Debbie Fisher (DF) and Terrence Hicks (TH)
DF: My father was a Holocaust survivor. He had survived the same camp as Elie Wiesel. They were both the same age. And when my father was alive, through school, I was reading Night. I was 14 years old when I was reading it. But I had no idea that the Auschwitz that Wiesel was writing about, where he lived for a year, was the same one that my father lived in. Because my father’s Auschwitz was a kinder, gentler Auschwitz. It was sort of like Robin Hood and his merry men meet the Nazis in my father’s Auschwitz. There was never a moment where people were dying in front of him. The worst happened the first night. They killed his siblings and they killed his parents and from that moment on the boys took over and that was the story that we were given.

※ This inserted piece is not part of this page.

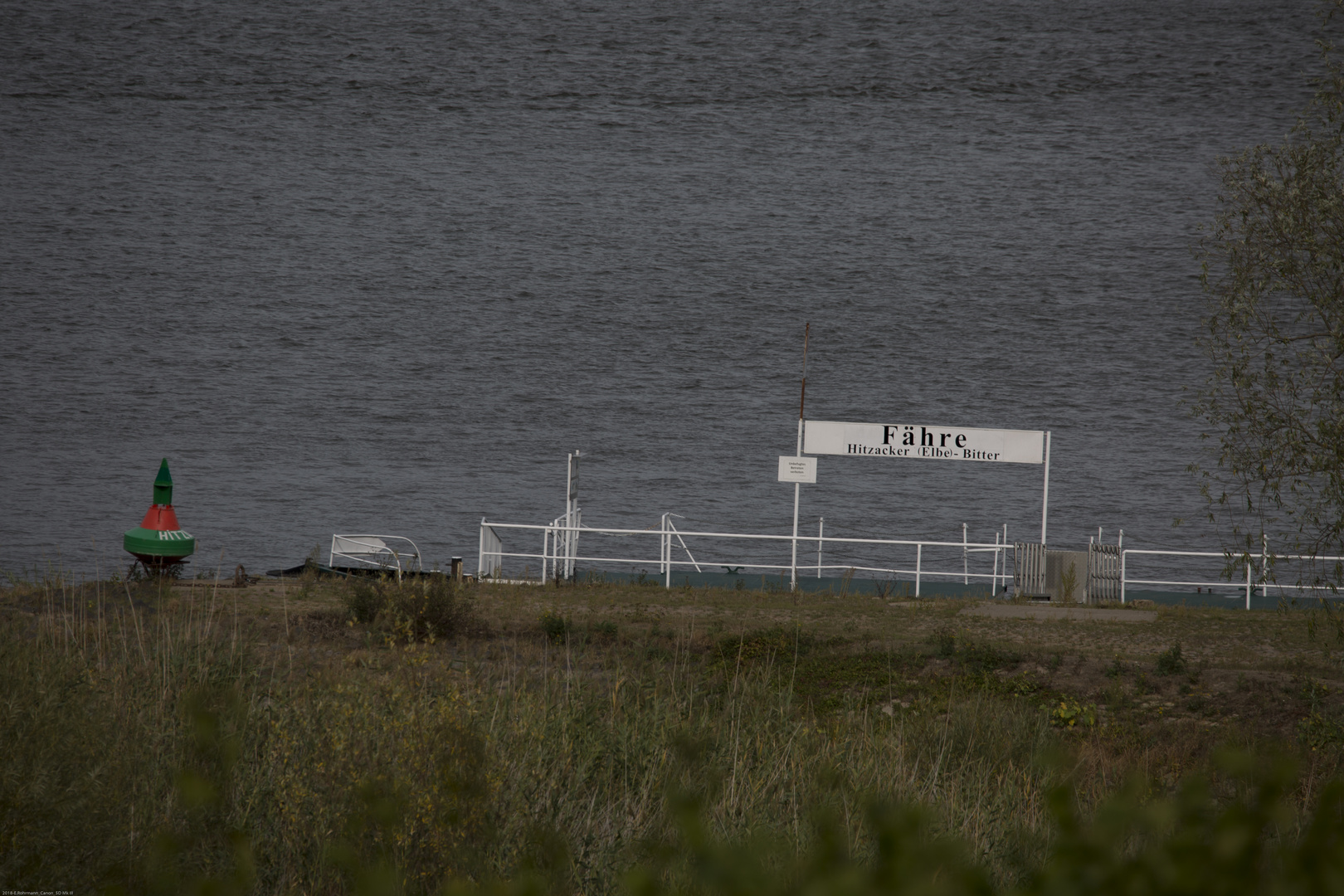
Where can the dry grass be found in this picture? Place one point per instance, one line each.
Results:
(555, 744)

But when he was very, very sick in the hospital and I knew that I was losing him, I realized that there was no going back and that if I didn’t make my move I could not return to the moment of having access to his memories. And this time he was really tired and he wasn’t feeling well. And I said, I need to ask you about your time there, in Auschwitz. I need to ask you some things, Dad. It’s important. And I remember he looked at me, and he had real anger in his face and in his eyes. And he said, You know, Debbie, from the time that you were a young girl, you always asked your questions. And I always told you: We got food, we got bread, we divided it up, we didn’t suffer. It was fine. And you keep bothering me and asking me the question. And I keep telling you, as if I’m in a room, go away, stop knocking on the door, I do not want to let you in this room. And yet you keep coming back saying let me in. And he said, So I’ll ask you one more time to go away, and if you knock again, I’ll let you in. But if I let you in this room, you will never, ever get out. So, do you want to knock again and come in? And I said, Yes, I do, Dad. And he was crying, and I remember he had covers on his body because he was really skinny and very, very weak. And he kicked all the covers off, as if he was kicking down a door. And he said, Fine. Come in then. Come in to a room that you can never leave. Come in. And I said can I ask you my questions? and he said, You’re in the room. You can ask anything. And I asked him everything that I ever wanted to ask. I asked him to tell me the real story. And he did.
It was painful, and scary, and sickening. I felt a part of me had died. And he’s right. Once you’re in that room you can’t get out. It’s always with you.